MICHAEL BEGG (www.omnempathy.com) began Human Greed in 1999. When not trying to get to the heart of darkness in wordless narratives he can be found trying to repair his house on Big Hill in East Lothian, Scotland. No. Michael Begg was born in 1966 and got 5 Highers before moving to London, to Lisbon, to Tangier, to New York City, to Paris. No. Michael Begg, after the unmitigated failure of art college, “worked” for 10 years as a poet and playwright before turning from words to avant-garde musical soundscapes. No. Michael Begg is a qualified skipper who swears too much. No. Michael Begg is a simple Scotsman who does what he can in difficult times, wears black, pays his way, drinks red wine, and hunts for what he loves and needs.

GEOFF SAMPLE (www.wildsong.co.uk) was born and bred in Northumberland, and developed a passionate interest in birdsong and natural sound at an early age. Later, he spent many years working in the music business as a guitarist, sound engineer, and producer, but after 15 years, feeling a little jaded, he liberated himself by replacing the contents of his human-oriented studio with equipment geared towards recording wildlife and natural sounds. His work is now widely acclaimed and he is also a published author with Harper Collins on the subject of birdsong and sounds of British wildlife. About birdsong he says "A music evolved over millions of years, that serves as a substitute for conflict: formally simple yet of infinite variation and subject to constant renewal. Individuals perform with an awesome intensity and precision: and in a sense their lives depend on it..."

PETE MEIGHAN is a musician/producer/engineer hailing originally from the village of Adare (Ireland's Disneyland), who has come to find his artistic feet living and working in Dublin. He honed his sonic "abuse" talents while working with Dave Couse, embracing engineering, programming, and guitar duties for the Meteor Award nominated album "The World Should Know". He has been known to sing. Currently he is working as engineer/producer for indie-electro pioneers Hybrasil, and he also represents the XX chromosome pair from behind a guitar and/or laptop for the ever evolving Fovea Hex.

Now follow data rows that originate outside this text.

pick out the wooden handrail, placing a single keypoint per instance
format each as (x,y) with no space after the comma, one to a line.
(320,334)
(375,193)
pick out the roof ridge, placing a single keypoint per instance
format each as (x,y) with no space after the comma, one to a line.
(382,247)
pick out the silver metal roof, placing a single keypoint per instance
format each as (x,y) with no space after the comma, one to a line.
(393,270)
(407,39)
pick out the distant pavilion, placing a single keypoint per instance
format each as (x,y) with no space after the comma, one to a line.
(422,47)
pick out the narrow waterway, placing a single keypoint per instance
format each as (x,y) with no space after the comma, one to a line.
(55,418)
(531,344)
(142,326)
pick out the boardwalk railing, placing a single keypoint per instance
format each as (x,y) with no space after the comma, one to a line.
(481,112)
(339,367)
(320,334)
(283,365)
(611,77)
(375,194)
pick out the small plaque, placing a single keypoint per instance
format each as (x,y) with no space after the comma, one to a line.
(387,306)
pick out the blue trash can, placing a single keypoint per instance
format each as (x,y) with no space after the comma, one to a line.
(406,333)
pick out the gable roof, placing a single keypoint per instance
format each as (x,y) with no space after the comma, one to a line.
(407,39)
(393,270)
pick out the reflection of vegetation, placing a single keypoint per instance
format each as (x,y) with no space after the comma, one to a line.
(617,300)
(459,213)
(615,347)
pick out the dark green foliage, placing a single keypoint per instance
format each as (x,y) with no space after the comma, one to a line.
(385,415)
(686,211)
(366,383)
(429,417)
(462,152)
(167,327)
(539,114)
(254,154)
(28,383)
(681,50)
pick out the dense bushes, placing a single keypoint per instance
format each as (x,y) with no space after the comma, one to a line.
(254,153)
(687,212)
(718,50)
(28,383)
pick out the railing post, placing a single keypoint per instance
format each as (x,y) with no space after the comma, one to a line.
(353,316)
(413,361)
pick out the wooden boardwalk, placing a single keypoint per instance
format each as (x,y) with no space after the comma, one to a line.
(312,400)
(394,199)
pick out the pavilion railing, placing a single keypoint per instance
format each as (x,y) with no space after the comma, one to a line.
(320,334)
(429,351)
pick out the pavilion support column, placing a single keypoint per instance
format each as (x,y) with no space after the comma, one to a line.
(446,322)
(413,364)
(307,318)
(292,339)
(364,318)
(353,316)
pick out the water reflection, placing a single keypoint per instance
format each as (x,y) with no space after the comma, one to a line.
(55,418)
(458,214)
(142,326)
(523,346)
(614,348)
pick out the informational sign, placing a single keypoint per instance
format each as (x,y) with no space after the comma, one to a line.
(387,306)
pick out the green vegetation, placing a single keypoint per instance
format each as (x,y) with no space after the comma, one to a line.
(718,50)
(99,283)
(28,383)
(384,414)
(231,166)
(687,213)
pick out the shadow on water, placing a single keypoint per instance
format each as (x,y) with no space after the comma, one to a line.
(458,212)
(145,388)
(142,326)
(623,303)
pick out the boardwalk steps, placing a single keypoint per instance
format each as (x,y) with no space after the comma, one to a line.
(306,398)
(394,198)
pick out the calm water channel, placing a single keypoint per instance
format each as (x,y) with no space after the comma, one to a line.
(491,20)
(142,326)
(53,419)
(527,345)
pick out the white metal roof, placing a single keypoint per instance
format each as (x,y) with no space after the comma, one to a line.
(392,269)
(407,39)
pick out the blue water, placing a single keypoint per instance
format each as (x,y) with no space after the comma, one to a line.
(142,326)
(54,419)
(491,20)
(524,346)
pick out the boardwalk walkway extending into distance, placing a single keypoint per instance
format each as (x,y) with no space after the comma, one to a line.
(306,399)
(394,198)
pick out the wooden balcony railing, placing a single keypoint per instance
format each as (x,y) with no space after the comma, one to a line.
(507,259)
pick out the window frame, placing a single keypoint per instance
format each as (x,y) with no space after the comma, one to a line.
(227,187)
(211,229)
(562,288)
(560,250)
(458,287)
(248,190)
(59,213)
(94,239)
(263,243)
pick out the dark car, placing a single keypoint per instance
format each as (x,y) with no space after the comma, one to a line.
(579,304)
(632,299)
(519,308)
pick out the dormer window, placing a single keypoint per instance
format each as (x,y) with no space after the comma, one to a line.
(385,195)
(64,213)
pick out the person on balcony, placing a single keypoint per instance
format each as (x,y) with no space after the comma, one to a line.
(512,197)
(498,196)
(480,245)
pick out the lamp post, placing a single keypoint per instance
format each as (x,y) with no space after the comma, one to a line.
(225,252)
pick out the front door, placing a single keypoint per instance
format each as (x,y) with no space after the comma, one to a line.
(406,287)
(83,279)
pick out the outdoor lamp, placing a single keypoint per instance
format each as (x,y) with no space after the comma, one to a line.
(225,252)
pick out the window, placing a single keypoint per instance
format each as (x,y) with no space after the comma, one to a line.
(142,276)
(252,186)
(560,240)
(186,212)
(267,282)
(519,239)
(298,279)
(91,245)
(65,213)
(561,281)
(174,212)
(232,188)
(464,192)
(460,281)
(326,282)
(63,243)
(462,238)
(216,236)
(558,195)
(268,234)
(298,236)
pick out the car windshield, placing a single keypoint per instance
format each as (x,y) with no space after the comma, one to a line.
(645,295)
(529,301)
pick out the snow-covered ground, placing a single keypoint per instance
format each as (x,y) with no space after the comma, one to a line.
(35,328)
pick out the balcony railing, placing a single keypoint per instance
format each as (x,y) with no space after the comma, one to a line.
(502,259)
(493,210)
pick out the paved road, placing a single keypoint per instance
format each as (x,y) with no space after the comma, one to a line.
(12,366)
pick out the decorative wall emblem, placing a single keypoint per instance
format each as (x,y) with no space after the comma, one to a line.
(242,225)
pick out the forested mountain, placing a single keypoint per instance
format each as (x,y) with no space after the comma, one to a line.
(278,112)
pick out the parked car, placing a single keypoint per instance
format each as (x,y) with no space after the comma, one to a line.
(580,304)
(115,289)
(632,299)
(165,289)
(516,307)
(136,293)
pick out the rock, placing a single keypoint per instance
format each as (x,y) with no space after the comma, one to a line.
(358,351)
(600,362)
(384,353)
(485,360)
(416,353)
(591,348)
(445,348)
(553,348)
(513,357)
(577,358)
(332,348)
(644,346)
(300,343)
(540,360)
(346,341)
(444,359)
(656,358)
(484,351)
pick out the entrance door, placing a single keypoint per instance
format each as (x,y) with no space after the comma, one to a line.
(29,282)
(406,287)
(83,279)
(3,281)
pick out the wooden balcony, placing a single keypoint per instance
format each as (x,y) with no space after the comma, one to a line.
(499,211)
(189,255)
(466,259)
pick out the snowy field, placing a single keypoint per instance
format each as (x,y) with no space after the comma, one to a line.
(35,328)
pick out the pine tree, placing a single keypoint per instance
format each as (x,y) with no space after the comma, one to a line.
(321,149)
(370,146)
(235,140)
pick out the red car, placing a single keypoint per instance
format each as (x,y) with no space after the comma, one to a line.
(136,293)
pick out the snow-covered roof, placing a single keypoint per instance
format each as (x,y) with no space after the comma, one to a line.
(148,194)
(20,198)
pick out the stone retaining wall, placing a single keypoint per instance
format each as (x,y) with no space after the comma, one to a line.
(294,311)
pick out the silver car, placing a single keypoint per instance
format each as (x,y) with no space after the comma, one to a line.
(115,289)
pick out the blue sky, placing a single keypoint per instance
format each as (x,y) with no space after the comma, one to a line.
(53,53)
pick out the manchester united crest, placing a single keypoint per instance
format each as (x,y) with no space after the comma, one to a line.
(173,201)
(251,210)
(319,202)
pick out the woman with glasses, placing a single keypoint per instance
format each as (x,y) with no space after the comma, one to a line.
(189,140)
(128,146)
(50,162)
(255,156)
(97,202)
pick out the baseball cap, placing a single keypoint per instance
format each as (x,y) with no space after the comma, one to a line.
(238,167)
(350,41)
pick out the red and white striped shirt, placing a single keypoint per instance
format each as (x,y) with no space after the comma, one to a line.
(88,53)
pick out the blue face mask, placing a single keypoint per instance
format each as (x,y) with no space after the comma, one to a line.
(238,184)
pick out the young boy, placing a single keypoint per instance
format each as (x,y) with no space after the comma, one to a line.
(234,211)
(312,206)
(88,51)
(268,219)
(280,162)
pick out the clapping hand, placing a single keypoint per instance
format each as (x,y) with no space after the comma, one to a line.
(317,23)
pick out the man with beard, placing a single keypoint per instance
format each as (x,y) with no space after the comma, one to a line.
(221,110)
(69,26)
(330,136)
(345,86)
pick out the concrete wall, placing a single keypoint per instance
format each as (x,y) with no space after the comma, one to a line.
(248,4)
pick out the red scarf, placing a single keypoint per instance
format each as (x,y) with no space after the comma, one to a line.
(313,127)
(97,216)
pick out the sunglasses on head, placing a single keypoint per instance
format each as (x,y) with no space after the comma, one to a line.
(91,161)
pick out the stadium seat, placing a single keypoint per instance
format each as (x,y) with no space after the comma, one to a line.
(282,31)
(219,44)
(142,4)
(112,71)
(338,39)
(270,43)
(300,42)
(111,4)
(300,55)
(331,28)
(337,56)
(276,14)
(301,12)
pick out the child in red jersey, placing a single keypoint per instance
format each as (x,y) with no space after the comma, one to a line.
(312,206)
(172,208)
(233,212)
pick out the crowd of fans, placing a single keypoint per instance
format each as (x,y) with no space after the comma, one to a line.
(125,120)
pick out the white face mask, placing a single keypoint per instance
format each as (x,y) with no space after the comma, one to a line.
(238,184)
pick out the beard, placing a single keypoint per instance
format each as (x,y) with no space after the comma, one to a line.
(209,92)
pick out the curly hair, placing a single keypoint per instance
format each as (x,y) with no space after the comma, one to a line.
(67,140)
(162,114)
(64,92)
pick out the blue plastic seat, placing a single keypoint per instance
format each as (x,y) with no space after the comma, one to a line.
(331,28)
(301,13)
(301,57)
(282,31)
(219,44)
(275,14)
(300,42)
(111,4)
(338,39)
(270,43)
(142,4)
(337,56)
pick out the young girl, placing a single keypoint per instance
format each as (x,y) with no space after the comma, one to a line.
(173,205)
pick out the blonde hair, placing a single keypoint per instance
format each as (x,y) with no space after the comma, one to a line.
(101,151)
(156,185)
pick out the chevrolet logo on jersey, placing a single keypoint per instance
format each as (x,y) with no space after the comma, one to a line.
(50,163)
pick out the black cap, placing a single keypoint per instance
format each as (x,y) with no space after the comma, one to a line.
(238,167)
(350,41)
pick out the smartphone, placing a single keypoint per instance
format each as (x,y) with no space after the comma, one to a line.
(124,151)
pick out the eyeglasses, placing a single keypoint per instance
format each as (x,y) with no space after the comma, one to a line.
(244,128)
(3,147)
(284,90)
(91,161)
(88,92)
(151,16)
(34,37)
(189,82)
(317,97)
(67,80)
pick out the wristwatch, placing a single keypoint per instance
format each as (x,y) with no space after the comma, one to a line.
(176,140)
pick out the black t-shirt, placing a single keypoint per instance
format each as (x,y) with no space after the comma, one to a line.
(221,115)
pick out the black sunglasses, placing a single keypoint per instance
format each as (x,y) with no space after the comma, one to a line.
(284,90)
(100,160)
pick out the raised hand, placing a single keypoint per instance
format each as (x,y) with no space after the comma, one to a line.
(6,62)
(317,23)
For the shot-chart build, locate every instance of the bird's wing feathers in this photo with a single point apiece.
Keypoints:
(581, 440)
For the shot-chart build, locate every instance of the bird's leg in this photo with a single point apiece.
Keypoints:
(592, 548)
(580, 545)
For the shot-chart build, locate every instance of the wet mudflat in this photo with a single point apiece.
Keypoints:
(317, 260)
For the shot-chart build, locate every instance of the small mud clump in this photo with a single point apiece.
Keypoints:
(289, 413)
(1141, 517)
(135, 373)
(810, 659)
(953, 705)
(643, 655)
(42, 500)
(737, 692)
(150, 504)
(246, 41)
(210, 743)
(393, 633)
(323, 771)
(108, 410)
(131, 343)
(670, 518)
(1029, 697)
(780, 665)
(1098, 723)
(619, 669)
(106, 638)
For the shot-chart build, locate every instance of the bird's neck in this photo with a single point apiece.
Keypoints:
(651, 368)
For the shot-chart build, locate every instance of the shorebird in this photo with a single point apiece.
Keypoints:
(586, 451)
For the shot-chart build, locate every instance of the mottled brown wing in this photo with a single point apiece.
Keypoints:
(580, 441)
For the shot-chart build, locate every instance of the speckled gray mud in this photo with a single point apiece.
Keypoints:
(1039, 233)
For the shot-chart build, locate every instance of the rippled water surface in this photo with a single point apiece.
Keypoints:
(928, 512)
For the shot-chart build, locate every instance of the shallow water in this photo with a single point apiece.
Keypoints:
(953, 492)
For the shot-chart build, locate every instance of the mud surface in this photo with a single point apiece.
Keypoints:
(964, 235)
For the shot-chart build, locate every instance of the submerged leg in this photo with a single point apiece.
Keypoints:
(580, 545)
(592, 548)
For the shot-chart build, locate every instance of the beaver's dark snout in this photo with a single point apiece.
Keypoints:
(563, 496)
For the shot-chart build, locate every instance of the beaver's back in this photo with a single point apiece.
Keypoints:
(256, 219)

KATE ELLIS is a freelance cellist based in Dublin. Working extensively within all genres of contemporary, classical and improvised music, she is a member of the Crash Ensemble, one of Ireland's most dynamic and innovative performance groups and tours with the Karan Casey Band. She also performs with Improvised Music Company artists Fuzzy Logic Ensemble and the Balkan inspired Yurodni Septet.